Bottom-up approaches to building morality into AI systems, according to Allen, Smit and Wallach, “do not impose a specific moral theory, but … seek to provide environments in which appropriate behavior is selected or rewarded” [42]. Everything will depend, of course, on which behavior is judged “appropriate” and therefore rewarded. If the system is trained to do what humans currently approve of, and to avoid what humans currently disapprove of, then since mainstream human values are speciesist, so the AI system will learn to be speciesist, even if we do not explicitly program a speciesist ethic into it. If some particular personnel are used to rate the behavior, then the choice of these personnel becomes critical. In addition, before any outcome can be rated by some human to be good or bad, it must first be noticed. If, as we demonstrated in Sect. 3, impacts related to animals tend not to be seen as relevant to AI ethics, then they will not be evaluated. Furthermore, as we noted in Sect. 4, whereas humans have the ability to protest if an AI system has an adverse impact on them, we do not yet have the capabilities to allow animals to rate the consequences during the AI’s learning processes.

The neglect of animals in the field of AI ethics means that scholars are not yet spending their time developing methods to include concern for animals in AI. In fact, it is evident that some scholars hold complacent and misguided judgements about ethics, and therefore are likely to develop methods of ethics building in AI that are unfriendly to animals. For example, Wu and Lin, in a paper presented to the 2018 conference of the Association for the Advancement of Artificial Intelligence, proposed an approach to ethics-building in AI systems that is based on “the assumption that under normal circumstances the majority of humans do behave ethically” [43]. Most humans, however, buy factory-farmed animal products, if they are available and affordable for them. As we have already argued, this causes unnecessary harm to animals, and so is ethically dubious. Therefore, at least with regard to the treatment of animals, we cannot accept Wu and Lin’s assumption.

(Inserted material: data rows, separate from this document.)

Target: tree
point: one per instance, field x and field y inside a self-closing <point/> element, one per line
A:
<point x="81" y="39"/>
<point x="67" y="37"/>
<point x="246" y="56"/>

Allen, Smit, and Wallach also indicate that a hybrid approach, combining the top-down and bottom-up approaches, is possible. It will, however, incorporate the problems of both its components, so it needs no additional discussion here. What is missing from these approaches to building ethics into AI systems is an attempt to find a basis for ethics that is broader and more universal than present ethical views, whether held by AI system designers, or by the general public.

In his History of European Morals, published in 1869 [44], the Irish historian and philosopher W.E.H. Lecky wrote:

At one time the benevolent affections embrace merely the family, soon the circle expanding includes first a class, then a nation, then a coalition of nations, then all humanity and finally, its influence is felt in the dealings of man with the animal world...

Even though racism still persists, and Lecky himself was not able to see that the inferior status of women in his own time required an expansion of ethics to recognize them as equals, and a further expansion to recognize members of the LGBTQIA + community, it is true that on the whole we have made progress in ethics, and this progress has involved pushing out the boundary of moral status to include more sentient beings within it [45, 46]. We now have a Universal Declaration of Human Rights, and several treaties or covenants derived from it, which recognize that all human beings have rights. Lecky noted the early signs of the inclusion of animals in the expanding circle, but we have still not reached universal acceptance of the view that the interests of all sentient beings should be included, and not discounted merely because they are not members of our species. As a result, the mistreatment of humans and animals still happens on an unimaginably large scale. The current generation of humanity has an obligation to advance moral progress by bringing all sentient beings fully within the moral circle. Those in a position to influence how AI technologies develop have unusually significant roles in shaping the future, and therefore carry special moral obligations in ensuring positive moral progress and in avoiding locking-in speciesist norms in their industry and in society at large.